Confidentaility is an important component to therapy. I use my professional judgment when providing updates and may include the following information; general themes and recommendations, minor’s diagnosis, treatment plan, progress in therapy, attendance, or similar information. I may also share with the parent when the minor gives me permission to disclose information and I believe the disclosure would be clinically appropriate; or the minor is experiencing a crisis or other emergency circumstance that would authorize me to break confidentiality.
How long a child or teen needs to be in therapy is different for each individual and family. Working collaboratively on treatment goals in the beginning of services will help assess progress and help determine when goals have been met. As progress is felt, the frequency of sessions can decrease. This can be explored throughout treatment.

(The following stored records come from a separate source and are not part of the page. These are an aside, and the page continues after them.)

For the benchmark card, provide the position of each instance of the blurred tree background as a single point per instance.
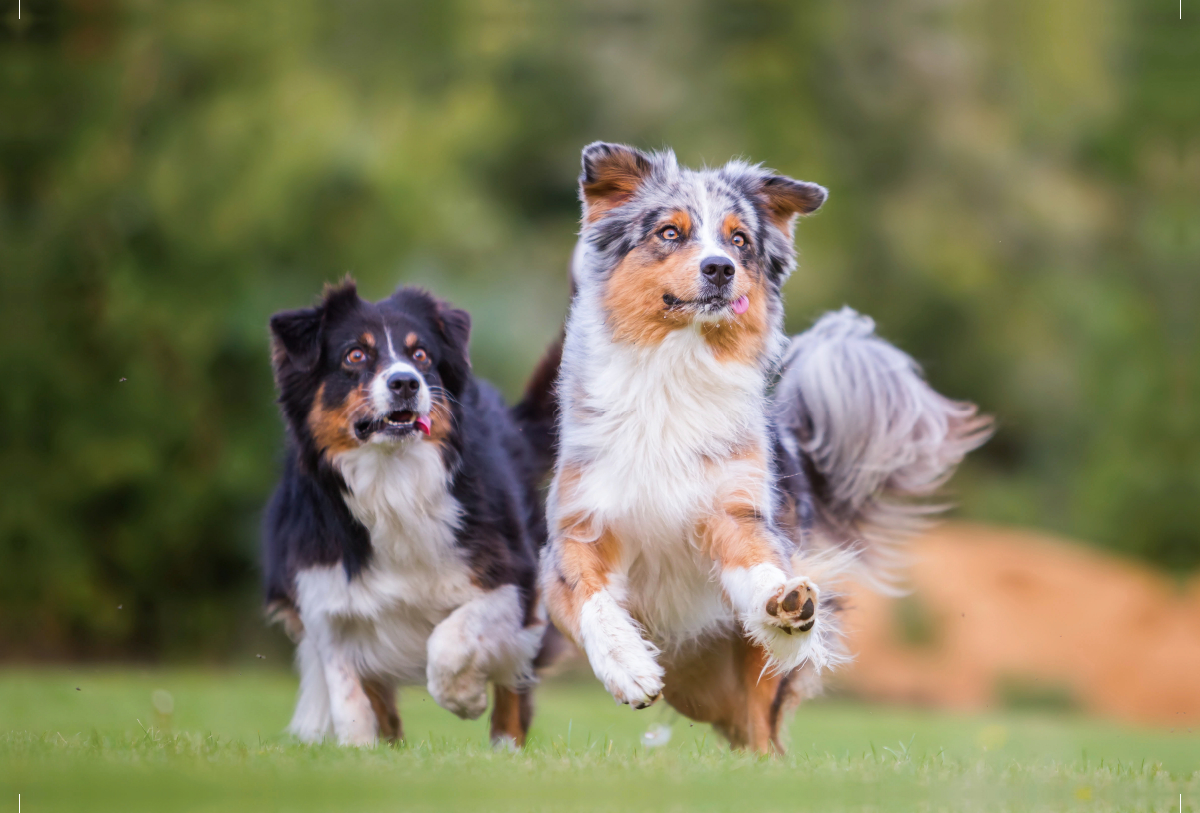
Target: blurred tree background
(1014, 198)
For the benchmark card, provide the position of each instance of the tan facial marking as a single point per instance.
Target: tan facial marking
(634, 300)
(334, 428)
(637, 313)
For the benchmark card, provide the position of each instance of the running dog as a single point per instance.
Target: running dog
(713, 477)
(401, 543)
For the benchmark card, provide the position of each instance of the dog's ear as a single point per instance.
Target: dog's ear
(454, 325)
(785, 198)
(611, 174)
(295, 338)
(295, 335)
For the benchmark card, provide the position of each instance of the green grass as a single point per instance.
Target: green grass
(91, 740)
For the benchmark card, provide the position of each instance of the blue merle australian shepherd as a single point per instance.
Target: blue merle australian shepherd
(713, 476)
(401, 542)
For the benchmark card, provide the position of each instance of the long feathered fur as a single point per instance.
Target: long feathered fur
(879, 438)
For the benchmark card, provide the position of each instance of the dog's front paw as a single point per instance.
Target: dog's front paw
(463, 692)
(621, 657)
(785, 621)
(793, 607)
(630, 673)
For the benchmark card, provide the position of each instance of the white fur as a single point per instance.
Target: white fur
(621, 657)
(658, 417)
(653, 429)
(413, 615)
(465, 651)
(882, 438)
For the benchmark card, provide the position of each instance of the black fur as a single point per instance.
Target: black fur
(497, 457)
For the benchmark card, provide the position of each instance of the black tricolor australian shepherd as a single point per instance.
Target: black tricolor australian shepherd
(401, 542)
(714, 477)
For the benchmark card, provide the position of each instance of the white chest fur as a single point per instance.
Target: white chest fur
(655, 431)
(417, 576)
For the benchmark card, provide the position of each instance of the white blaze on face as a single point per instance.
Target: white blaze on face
(381, 396)
(708, 230)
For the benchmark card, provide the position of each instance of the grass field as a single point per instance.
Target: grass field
(93, 740)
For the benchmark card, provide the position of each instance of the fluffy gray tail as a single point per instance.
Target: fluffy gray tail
(877, 439)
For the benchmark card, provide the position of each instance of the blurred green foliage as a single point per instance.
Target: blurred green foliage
(1014, 197)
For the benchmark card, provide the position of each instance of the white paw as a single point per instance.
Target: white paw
(785, 620)
(358, 733)
(630, 674)
(621, 657)
(463, 692)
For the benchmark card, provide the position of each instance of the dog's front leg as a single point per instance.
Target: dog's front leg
(583, 584)
(354, 720)
(485, 638)
(778, 609)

I do not accept insurance, instead I can provide you with a monthly invoice or “super bill” which you are able to submit to your insurance provider for reimbursement. This can help offset the out-of-pocket cost of therapy. I also reserve a few sliding scale spaces in my practice and these are available on a case-by-case basis.

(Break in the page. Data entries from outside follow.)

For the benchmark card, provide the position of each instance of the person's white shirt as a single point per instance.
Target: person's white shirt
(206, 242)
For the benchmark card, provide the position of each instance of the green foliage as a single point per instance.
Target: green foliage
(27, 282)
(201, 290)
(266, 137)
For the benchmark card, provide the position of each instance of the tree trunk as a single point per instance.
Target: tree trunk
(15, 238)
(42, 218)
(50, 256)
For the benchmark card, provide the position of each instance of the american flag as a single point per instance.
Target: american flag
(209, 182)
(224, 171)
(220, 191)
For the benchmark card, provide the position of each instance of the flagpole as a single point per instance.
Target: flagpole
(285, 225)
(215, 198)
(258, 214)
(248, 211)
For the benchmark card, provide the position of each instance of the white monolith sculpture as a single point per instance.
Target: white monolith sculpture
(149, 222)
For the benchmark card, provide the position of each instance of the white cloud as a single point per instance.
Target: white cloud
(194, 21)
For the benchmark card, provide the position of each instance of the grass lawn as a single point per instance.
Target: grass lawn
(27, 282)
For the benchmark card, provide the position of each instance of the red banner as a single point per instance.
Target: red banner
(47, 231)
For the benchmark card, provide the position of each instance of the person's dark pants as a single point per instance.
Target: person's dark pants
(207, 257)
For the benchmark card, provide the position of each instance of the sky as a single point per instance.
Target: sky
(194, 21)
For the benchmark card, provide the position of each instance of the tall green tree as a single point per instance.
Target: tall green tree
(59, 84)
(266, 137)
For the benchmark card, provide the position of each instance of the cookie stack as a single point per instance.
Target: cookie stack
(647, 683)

Under the law, you have the right to receive a “Good Faith Estimate” explaining how much your mental health care will cost if
you are uninsured
if you are not planning on submitting a bill to your insurance for reimbursement
Health care providers need to give patients an estimate of the expected charges for medical services, including psychotherapy services. You can ask your health care provider, and any other provider you choose, for a Good Faith Estimate before you schedule a service. If you receive a bill that is at least $400 more than your Good Faith Estimate, you can dispute the bill.
Make sure to save a copy or picture of your Good Faith Estimate.